Now more than ever we are exposed to more artificial light than we are natural light which isnt really great for your bodys natural sleep/wake cycle, researchers say. In fact, Cancer Epidemiologist Richard Stevens and his team members at UConn Health at the University of Connecticut believe that such overexposure has possible ties to cancer, obesity, diabetes and other health issues. Along with co-author Yong Zhu from Yale University, they explain the known short-term and suspected long-term impacts of circadian disruption in an article published in the British journal Philosophical Transactions of the Royal Society B.
Stevens believes that overexposure to artificial light is an emerging health topic. It's become clear that typical lighting is affecting our physiology," he said. "But lighting can be improved. We're learning that better lighting can reduce these physiological effects. By that we mean dimmer and longer wavelengths in the evening, and avoiding the bright blue of e-readers, tablets and smart phones."
Stevens says those devices emit enough blue light when used in the evening to suppress the sleep-inducing hormone melatonin and disrupt the body's circadian rhythm, the biological mechanism that enables restful sleep. As smartphones and tablets become more commonplace, Stevens recommends a general awareness of how the type of light emitted from these devices affects our biology. He says a recent study comparing people who used e-readers to those who read old-fashioned books in the evening showed a clear difference -- the e-readers showed delayed melatonin onset.

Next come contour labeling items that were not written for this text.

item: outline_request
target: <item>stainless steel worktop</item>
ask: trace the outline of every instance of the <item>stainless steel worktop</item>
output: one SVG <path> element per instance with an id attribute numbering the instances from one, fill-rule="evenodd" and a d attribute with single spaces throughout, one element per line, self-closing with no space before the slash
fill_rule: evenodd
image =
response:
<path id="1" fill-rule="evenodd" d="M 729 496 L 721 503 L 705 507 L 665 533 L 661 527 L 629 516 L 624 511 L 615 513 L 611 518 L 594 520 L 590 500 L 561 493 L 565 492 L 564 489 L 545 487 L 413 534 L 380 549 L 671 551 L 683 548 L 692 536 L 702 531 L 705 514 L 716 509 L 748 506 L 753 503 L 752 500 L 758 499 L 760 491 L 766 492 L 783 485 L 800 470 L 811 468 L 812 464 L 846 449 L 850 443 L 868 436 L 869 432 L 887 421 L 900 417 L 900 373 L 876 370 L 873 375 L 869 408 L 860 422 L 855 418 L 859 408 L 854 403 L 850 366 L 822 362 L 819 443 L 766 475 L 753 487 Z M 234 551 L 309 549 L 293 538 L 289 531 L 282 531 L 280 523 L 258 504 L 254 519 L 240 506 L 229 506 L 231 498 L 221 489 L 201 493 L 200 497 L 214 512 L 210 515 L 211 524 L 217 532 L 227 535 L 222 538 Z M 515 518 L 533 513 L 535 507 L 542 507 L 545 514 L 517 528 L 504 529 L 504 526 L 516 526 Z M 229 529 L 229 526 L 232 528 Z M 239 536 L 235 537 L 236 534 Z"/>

It's a new analysis and synthesis of what we know up to now on the effect of lighting on our health," Stevens continued. "We don't know for certain, but there's growing evidence that the long-term implications of this have ties to breast cancer, obesity, diabetes, and depression, and possibly other cancers. It's about how much light you're getting in the evening. It doesn't mean you have to turn all the lights off at eight every night, it just means if you have a choice between an e-reader and a book, the book is less disruptive to your body clock. At night, the better, more circadian-friendly light is dimmer and, believe it or not, redder, like an incandescent bulb.